Guided missiles (especially the subsonic ones) have a weak spot when facing a modern conventional opposition: They're expensive.
Their significant price and high effectiveness enable and justify a capable defense. You cannot defend very cheap munitions with high-tech equipment without going broke, but you can do so if you know that your adversary cannot buy huge quantities of the equally expensive offensive munition.
I was talking about using this weapon against Russians and Israel. First showed very poor skills. Israel reveived rocket pounding till the last day of conflict. Of course there are available several effective systems, but I suspect that they are not avaialble for every unit in the theatre of war.

Missiles like Netfires will soon be (or are already) on the target list of battlefield air defense assets, just like all kinds of low and medium altitude drones.

The technology advance for offensive weapons will be countered by an improvement of defensive weapons and in the end there won't be much 'revolutionary' change and no silver bullet, but an even worse infantry/others ratio and a larger (so-called) defense budget.
Here we talk about defence-offence capabilites cycle. I suspect that advancement in technology will soon make rocket fly faster, unpredictable trajectories etc. I think that Netfires 1. generation is more promising than present day anti-tank chopters.
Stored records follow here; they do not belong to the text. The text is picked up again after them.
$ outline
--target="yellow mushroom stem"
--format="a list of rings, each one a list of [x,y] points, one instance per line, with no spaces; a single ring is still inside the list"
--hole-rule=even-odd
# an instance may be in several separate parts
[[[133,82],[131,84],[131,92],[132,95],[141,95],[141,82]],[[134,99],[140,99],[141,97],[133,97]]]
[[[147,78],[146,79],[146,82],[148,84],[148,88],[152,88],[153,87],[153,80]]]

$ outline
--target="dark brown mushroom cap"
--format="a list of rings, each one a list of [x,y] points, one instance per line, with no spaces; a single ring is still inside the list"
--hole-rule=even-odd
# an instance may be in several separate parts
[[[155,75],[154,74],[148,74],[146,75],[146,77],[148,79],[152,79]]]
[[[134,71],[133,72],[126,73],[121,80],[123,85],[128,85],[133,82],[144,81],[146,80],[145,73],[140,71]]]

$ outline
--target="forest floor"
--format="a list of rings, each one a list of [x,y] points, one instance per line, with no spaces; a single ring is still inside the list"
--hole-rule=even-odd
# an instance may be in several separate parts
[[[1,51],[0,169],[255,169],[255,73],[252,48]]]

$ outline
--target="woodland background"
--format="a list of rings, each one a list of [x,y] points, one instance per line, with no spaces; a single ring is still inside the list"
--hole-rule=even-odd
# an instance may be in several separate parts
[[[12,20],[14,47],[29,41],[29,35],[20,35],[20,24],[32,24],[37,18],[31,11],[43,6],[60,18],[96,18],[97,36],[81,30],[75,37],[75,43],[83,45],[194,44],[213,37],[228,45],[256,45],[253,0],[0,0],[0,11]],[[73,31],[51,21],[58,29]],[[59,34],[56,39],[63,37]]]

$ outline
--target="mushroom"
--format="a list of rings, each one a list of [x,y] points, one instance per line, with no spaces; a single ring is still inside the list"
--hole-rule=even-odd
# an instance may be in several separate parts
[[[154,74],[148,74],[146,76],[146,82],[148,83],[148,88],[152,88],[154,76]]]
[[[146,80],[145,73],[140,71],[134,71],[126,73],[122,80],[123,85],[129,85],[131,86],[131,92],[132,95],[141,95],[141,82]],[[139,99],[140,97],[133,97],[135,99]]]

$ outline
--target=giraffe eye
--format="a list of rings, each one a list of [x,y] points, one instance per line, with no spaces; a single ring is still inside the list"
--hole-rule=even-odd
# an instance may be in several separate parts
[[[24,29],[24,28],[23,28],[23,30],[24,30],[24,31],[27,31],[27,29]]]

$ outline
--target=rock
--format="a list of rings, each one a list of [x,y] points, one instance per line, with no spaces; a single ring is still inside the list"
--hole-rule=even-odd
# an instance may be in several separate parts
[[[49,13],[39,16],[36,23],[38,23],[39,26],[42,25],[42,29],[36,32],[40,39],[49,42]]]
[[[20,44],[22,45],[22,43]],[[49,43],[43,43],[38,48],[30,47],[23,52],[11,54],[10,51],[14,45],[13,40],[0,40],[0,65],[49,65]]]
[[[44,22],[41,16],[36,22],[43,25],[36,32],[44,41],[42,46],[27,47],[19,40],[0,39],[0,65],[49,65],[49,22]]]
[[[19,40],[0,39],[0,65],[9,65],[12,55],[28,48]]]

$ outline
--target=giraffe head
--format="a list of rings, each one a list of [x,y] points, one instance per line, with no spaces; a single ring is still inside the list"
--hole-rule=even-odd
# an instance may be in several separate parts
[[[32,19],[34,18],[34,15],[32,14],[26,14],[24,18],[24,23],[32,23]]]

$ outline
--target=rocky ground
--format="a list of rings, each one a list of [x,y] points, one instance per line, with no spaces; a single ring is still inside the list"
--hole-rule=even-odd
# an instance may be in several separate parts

They had long-range ATGM missiles and it didn't seem to change their methods. Their attacks were political, and they chose the correct tool for the purpose.
I doubt that their strategic thinkers want many dead Israeli at all. They win the PR battle much easier if the Israeli actions are disproportionate.
Burning Merkava company could be mental boost for whole generation of followers.

If your enemy has conventional superiority in the theatre of war, Netfires could be one of the best solutions of indirect fire to weaker side. You don't have to hide your MLRS/155mm artillery colums/logistical tails from enemy's air force. I suspect that signature of Netfires is much smaller than MRLS/155 and this is good concealment against enemy's CB/CF. For FCS Netfires is just one possible indirect fire weapons with precision munition, but for small states in small geographical areas this may be just only concept available (that can survive another day).